Вполне очевидно, что концептология "модернити" напрямую связана с вполне определенной традицией – протестантской. Вот почему Макс Вебер, описывая "дух капитализма", стремился "исследовать вклад в этот "дух" протестантской традиции, продолжающей действовать и сегодня". По существу, часть (секуляризированная протестантская традиция) выдается за целое (цивилизацию модерна). Эта историческая диспропорция заложила в модернистский дискурс глубинное противоречие – противоречие между культурспецифичностью данного дискурса и его претензиями на всемирную значимость и универсализм.

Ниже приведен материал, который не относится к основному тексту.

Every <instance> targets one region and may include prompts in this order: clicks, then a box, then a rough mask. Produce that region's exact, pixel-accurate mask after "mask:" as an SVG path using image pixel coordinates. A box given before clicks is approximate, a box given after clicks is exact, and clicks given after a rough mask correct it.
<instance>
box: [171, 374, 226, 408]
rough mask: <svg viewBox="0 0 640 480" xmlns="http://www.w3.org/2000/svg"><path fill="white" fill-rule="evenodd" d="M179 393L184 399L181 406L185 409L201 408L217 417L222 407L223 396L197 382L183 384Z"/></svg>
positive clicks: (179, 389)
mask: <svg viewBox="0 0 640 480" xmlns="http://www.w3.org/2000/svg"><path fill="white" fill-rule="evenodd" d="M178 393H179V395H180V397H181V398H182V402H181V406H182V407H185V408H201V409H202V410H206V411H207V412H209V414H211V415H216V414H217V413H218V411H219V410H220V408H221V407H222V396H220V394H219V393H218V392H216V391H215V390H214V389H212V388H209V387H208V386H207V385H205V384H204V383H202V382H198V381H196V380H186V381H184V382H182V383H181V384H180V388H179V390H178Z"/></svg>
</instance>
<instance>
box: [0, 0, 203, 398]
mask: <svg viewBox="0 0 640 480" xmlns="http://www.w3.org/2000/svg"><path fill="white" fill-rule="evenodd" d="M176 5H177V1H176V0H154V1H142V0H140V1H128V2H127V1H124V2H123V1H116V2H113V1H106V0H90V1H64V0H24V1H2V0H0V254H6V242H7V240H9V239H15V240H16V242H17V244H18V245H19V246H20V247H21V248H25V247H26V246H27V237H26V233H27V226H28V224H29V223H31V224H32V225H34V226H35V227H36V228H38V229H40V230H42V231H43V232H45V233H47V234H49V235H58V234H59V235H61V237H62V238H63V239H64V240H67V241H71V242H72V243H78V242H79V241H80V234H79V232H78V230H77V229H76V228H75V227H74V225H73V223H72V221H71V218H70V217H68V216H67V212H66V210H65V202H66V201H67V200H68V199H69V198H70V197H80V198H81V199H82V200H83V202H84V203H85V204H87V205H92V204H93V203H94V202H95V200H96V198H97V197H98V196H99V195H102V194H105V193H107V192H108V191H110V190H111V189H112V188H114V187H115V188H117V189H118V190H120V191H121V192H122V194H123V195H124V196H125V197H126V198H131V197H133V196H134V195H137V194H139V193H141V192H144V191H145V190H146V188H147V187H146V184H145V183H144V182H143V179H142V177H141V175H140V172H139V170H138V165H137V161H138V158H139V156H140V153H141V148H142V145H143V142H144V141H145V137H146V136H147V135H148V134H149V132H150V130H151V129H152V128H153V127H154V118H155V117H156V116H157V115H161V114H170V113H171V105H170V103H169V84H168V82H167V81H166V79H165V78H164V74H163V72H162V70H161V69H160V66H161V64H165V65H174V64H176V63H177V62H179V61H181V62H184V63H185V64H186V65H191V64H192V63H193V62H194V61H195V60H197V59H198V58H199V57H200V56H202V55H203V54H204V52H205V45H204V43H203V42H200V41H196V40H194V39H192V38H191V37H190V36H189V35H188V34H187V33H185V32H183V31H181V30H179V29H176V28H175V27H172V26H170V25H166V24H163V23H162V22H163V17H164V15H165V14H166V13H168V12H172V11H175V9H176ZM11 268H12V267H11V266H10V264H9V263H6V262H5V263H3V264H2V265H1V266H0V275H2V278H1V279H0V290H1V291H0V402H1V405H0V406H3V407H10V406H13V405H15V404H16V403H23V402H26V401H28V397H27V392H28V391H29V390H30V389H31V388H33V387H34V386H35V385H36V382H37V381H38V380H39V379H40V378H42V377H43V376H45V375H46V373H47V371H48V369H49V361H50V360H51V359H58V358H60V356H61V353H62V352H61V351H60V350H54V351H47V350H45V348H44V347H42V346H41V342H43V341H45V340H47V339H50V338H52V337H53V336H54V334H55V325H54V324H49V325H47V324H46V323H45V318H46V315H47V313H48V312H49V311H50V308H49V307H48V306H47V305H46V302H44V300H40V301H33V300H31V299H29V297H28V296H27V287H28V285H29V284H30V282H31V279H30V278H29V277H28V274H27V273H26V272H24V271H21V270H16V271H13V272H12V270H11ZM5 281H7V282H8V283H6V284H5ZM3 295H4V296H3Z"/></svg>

Так, одна из традиций, противопоставляя себя прочим традициям, порождает объективацию этого противопоставления как якобы исторического, эволюционного, темпорального, а не культурного и, в пределе, расово-идеологического, каковым оно является на самом деле. Впрочем, в наиболее кризисные моменты истории ХХ и ХХI вв. подлинная подоплека конфликта между традицией и контртрадицией (а не традицией и "современностью") давала о себе знать в явном и неприкрытом виде. Поэтому стоит согласиться с выводами А. С. Панарина, который утверждал: "Просвещенческий гуманизм, в отрыве от христианского архетипа сострадательности, превращается в идеологию сверхчеловека, претендующего на то, чтобы монополизировать современность и объявить большинство неполноценной расой традиционалистов"1. И несколько ранее по тексту: "Благородную открытость просвещения они заменили эзотерикой "демократического" расизма, связанного с убеждением в том, что демократия имеет свой цвет кожи и свой тип ментальности, характеризующий европейского "белого человека". В начале 90-х годов мало кто обратил внимание на тот факт, что "новые демократы" мыслят по-расистски, отказываясь от установок христианского и просвещенческого универсализма".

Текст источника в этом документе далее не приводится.